Mr. Law’s human-rights complaint also stated that on Oct. 11, 2023, he was in a common room with four other prisoners when he was punched in the face by a mentally ill inmate named “Prince,” leaving him with distorted vision, scratches and other injuries.
He recovered fully and decided not to press charges for fear of retribution from the inmate, he wrote.
“In short, I do not trust the Maplehurst jail staff to keep me safe away, from harm.

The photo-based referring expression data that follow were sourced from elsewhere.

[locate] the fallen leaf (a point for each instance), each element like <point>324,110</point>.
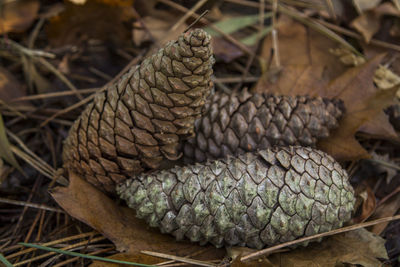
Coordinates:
<point>359,247</point>
<point>369,22</point>
<point>308,69</point>
<point>378,161</point>
<point>119,224</point>
<point>364,103</point>
<point>306,65</point>
<point>368,204</point>
<point>97,19</point>
<point>363,5</point>
<point>17,16</point>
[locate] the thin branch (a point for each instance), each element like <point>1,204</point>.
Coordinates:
<point>333,232</point>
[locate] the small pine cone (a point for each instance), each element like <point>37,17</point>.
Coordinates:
<point>235,124</point>
<point>256,199</point>
<point>138,121</point>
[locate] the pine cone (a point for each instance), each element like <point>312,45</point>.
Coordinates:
<point>257,199</point>
<point>138,121</point>
<point>235,124</point>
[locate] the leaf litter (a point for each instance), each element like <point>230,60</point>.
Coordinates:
<point>306,68</point>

After that event, I grow worry [sic] to retain my security of person and overly careful with inmate interactions,” he wrote in a supplementary note appended to his complaint.
While at Maplehurst, his complaint stated, guards failed to stop other inmates from hurling racial slurs at Mr. Law, who is an East Asian Canadian. The 60-year-old also alleged he was discriminated against based on his age because he was told “an elderly person is susceptible to flesh eating disease and subsequent complications; it came across as if my age were at fault.”
Mr. Law claimed he was denied access to the weekly service at the jail’s chapel and was only allowed two brief visits with a local deacon.
He also complained he was housed in unsanitary conditions.
“My cell lights were burnt out and I lived in both darkness and squalor,” his application stated.
Four suicides in New Zealand linked to toxic salt parcels shipped from Kenneth Law
Mr. Law is accused of selling a toxic salt during the pandemic to assist people in their suicide attempts, a trade that saw him allegedly ship 1,209 packages to 41 countries, according to police documents unsealed by The Globe and Mail and CBC.
The Ontario Ministry of the Solicitor-General, which oversees detention centres in the province, refused to comment on the allegations made by Mr. Law, stating it does not provide details about individual cases.
Matthew Gourlay, Mr. Law’s lawyer, declined a request to comment on his client’s complaint.
Mr. Gourlay is also representing a nurse in a case before the Supreme Court of Canada that could dramatically affect Mr. Law’s trial, which is slated for next year.
On Friday, the Supreme Court will rule on the appeal of his client, who in 2019 injected lethal levels of insulin into herself, her mother and her 19-month-old daughter. A suicide note was found at the scene, but all three survived, and the nurse was convicted of two counts of attempted murder.
In an Ontario Court of Appeal ruling from last June, a three-judge panel ruled that charges of aiding suicide and murder cannot be laid for the same underlying offence. The ruling said the act of assisting suicide may only evolve into a murder charge when prosecutors can prove the accused “overbore the victim‘s free will.”